爬取电影网站的信息，包括电影名称、评分、导演、演员、简介等，并保存到数据库。

2

完整代码实现

电影信息爬虫完整代码

import requests
from bs4 import BeautifulSoup
import sqlite3
import json
import time
import re
from datetime import datetime
from urllib.parse import urljoin, urlparse
import logging

class MovieScraper:
    """电影信息爬虫"""

    def __init__(self, db_path='movies.db'):
        self.base_url = 'https://movie.example.com'  # 示例网站
        self.session = requests.Session()
        self.setup_session()
        self.setup_database(db_path)
        self.setup_logging()

        # 爬取统计
        self.stats = {
            'total_crawled': 0,
            'successful': 0,
            'failed': 0,
            'start_time': datetime.now()
        }

    def setup_logging(self):
        """配置日志"""

        logging.basicConfig(
            level=logging.INFO,
            format='%(asctime)s - %(levelname)s - %(message)s',
            handlers=[
                logging.FileHandler('movie_scraper.log'),
                logging.StreamHandler()
            ]
        )
        self.logger = logging.getLogger(__name__)

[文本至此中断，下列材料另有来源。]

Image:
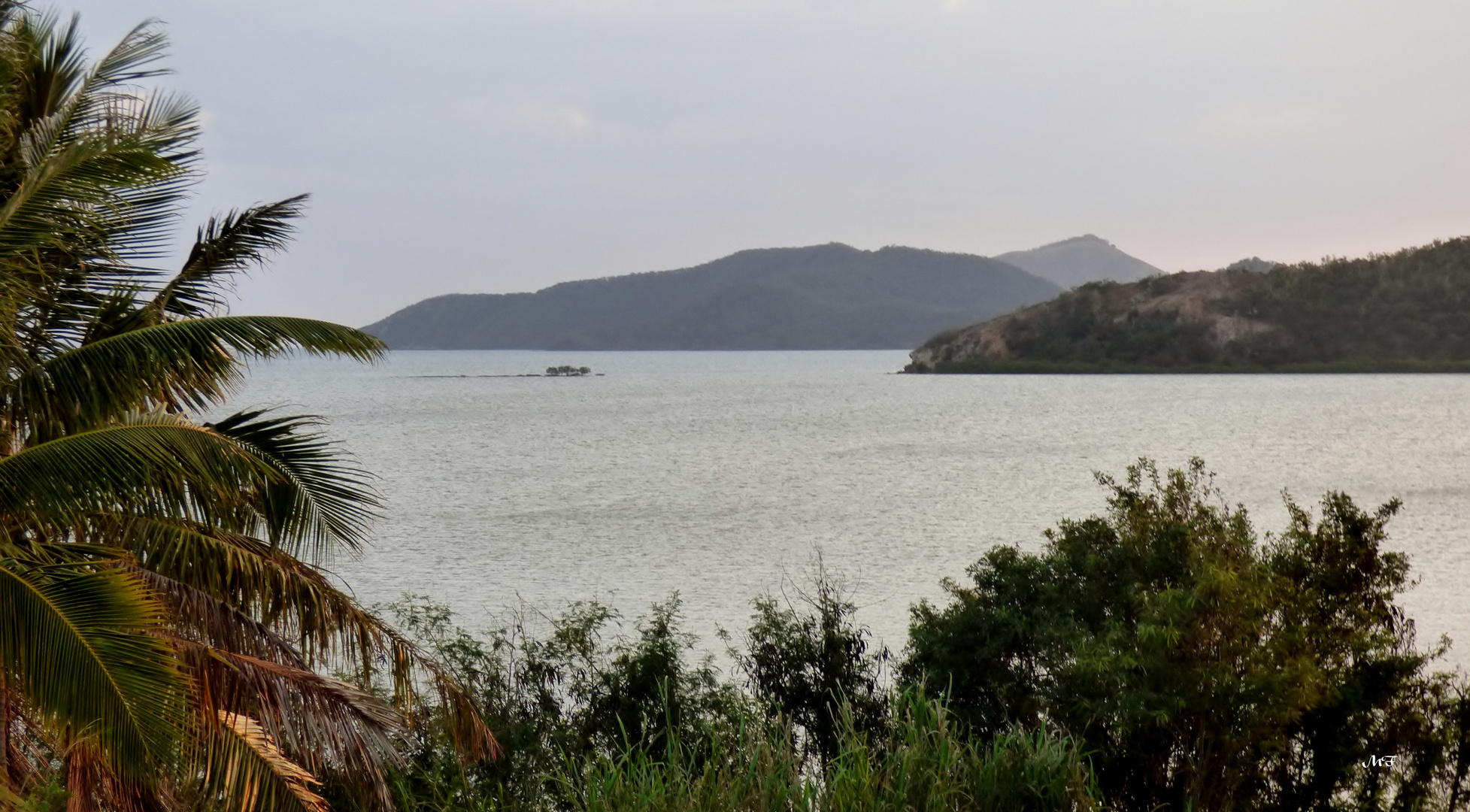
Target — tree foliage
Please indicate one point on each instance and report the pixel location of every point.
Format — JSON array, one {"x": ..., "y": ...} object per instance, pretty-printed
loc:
[
  {"x": 1203, "y": 667},
  {"x": 166, "y": 624}
]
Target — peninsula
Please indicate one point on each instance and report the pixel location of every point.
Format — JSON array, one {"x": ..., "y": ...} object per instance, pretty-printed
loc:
[{"x": 1405, "y": 311}]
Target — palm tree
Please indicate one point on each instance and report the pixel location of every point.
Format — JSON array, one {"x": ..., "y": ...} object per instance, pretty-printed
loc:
[{"x": 166, "y": 624}]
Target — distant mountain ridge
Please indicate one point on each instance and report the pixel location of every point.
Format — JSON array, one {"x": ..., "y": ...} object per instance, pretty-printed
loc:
[
  {"x": 1079, "y": 261},
  {"x": 1403, "y": 311},
  {"x": 811, "y": 298}
]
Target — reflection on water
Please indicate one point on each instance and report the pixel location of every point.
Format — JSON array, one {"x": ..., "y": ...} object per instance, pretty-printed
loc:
[{"x": 717, "y": 473}]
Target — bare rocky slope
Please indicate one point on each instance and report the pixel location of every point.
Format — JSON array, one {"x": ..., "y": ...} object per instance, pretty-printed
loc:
[{"x": 1402, "y": 311}]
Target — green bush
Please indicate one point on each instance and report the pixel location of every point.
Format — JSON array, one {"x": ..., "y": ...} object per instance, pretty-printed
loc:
[{"x": 1200, "y": 667}]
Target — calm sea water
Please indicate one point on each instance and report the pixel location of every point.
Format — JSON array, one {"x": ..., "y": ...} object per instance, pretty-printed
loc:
[{"x": 722, "y": 475}]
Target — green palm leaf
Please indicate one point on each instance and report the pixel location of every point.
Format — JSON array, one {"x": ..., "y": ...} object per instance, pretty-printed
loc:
[
  {"x": 192, "y": 362},
  {"x": 75, "y": 639},
  {"x": 320, "y": 498},
  {"x": 153, "y": 465},
  {"x": 227, "y": 244}
]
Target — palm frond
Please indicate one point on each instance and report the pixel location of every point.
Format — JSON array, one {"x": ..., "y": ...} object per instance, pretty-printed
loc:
[
  {"x": 320, "y": 496},
  {"x": 190, "y": 364},
  {"x": 246, "y": 771},
  {"x": 321, "y": 721},
  {"x": 152, "y": 465},
  {"x": 224, "y": 246},
  {"x": 78, "y": 642}
]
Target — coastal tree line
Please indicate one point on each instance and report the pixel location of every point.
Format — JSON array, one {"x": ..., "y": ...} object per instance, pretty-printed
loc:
[{"x": 171, "y": 638}]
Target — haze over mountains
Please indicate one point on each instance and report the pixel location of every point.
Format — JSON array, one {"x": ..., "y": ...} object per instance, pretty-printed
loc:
[
  {"x": 1077, "y": 261},
  {"x": 817, "y": 298}
]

    def setup_session(self):
        """配置Session"""

        headers = {
            'User-Agent': 'Mozilla/5.0 (Windows NT 10.0; Win64; x64) AppleWebKit/537.36',
            'Accept': 'text/html,application/xhtml+xml,application/xml;q=0.9,image/webp,*/*;q=0.8',
            'Accept-Language': 'zh-CN,zh;q=0.9,en;q=0.8',
            'Referer': 'https://www.google.com/',
        }

        self.session.headers.update(headers)

        # 设置超时
        self.session.request = lambda method, url, **kwargs: (
            self.session.request(method, url, timeout=(10, 30), **kwargs)
        )

    def setup_database(self, db_path):
        """设置数据库"""

        self.conn = sqlite3.connect(db_path)
        self.cursor = self.conn.cursor()

        # 创建电影表
        self.cursor.execute('''
        CREATE TABLE IF NOT EXISTS movies (
            id INTEGER PRIMARY KEY AUTOINCREMENT,
            title TEXT NOT NULL,
            original_title TEXT,
            year INTEGER,
            rating REAL,
            rating_count INTEGER,
            director TEXT,
            actors TEXT,  -- JSON数组
            genres TEXT,  -- JSON数组
            duration TEXT,
            release_date TEXT,
            country TEXT,
            language TEXT,
            summary TEXT,
            poster_url TEXT,
            detail_url TEXT UNIQUE,
            crawled_at TIMESTAMP DEFAULT CURRENT_TIMESTAMP
        )
        ''')

        # 创建爬取日志表
        self.cursor.execute('''
        CREATE TABLE IF NOT EXISTS crawl_log (
            id INTEGER PRIMARY KEY AUTOINCREMENT,
            url TEXT,
            status_code INTEGER,
            success BOOLEAN,
            error_message TEXT,
            crawled_at TIMESTAMP DEFAULT CURRENT_TIMESTAMP
        )
        ''')

        self.conn.commit()

    def fetch_movie_list(self, page=1):
        """获取电影列表页"""

        list_url = f'{self.base_url}/list?page={page}'

        try:
            response = self.session.get(list_url)
            response.raise_for_status()

            soup = BeautifulSoup(response.text, 'lxml')

            # 提取电影链接
            movie_links = []

            # 根据实际网站结构调整选择器
            movie_items = soup.select('.movie-item')

            for item in movie_items:
                link_elem = item.select_one('a.movie-link')
                if link_elem and link_elem.get('href'):
                    movie_url = urljoin(self.base_url, link_elem['href'])
                    movie_links.append(movie_url)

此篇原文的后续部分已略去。